A longtime proponent of integrated dental and medical care, Allen L. Finkelstein, DDS, has reached the conclusion that providing definitive care for oral as well as general medical problems is good business as well as good medicine. Finkelstein, who is currently the chief executive officer of Bedford HealthCare Solutions, was formerly chief dental officer of AmeriChoice/United Health Group, insuring more than 3.5 million lives in dental government coverage. He is also a general dentist in Great Neck, New York.
He points out numerous ways health care dollars are lost to wasteful practices such as the common use of the emergency department (ED) for treatment of the painful consequence of dental neglect. “Instead of receiving the definitive care they need by a qualified oral health care practitioner, patients are generally treated mainly for the pain and infection,” he explains. “A dental problem can sometimes lead to a 1- to 2-day hospital stay, costing thousands instead of hundreds of dollars for an in-office dental procedure—eg, incision and drainage—that could be easily performed by a dentist during an office visit.”

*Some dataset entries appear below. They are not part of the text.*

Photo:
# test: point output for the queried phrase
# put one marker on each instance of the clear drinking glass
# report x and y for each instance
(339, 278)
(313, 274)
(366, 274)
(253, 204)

But the greater problem, Finkelstein says, is the continuation of a behavior pattern he calls “episodic care,” stemming from the failure to establish a relationship with a dentist.
He suggests ways—some of which are being piloted—insurance companies, pediatricians, and pharmacists, as well as dentists, can work together to break the cycle of episodic care and provide effective solutions short of a total overhaul of the health care system.
Finkelstein supports incentivizing pediatricians who provide fluoride varnish—as allowed by more than 40 states for Medicaid-covered children—to refer young patients to dentists through dual reimbursement, first for the visit to the pediatrician who applies the varnish, then again when that same child presents to the dentist. He also believes placing common preventive care items—eg, toothbrushes, toothpaste, xylitol—on a prescription formulary would both provide “real time data” on utilization of preventive products and verify care by the oral health care provider prescribing them.
However, he says, as long as patients present to the ED, there should be a way to render appropriate, cost-effective dental treatment. At best, this would include a staffed dental suite connected to every ED, but at the very least there should be on-call dental staff within a certain radius of the hospital.
Making Change Happen
So, what does it take to make the needed changes and to translate public health knowledge into public health policy?
In an effort to provide a framework for thinking about how fundamental change happens structurally, John E. McDonough, DrPH, MPA, of Harvard’s department of health policy and management describes three components that feed into one another—knowledge base, social strategy, and political will.
An example of building a knowledge base that led to major changes in medical health care delivery, he says, was The Institute of Medicine’s six reports on insurance and health care. These reports, which focused on the problems of uninsurance in the United States, McDonough says, placed the spotlight on the issue “in a comprehensive, authoritative way that was blessed by a national organization with a lot of prominence.”
The social strategy phase is about mobilization, organization, and defining the targets—for example, changing policy, passing a law, securing funding, etc. “This involves identifying the different levers of change and what it take to influence them,” McDonough says.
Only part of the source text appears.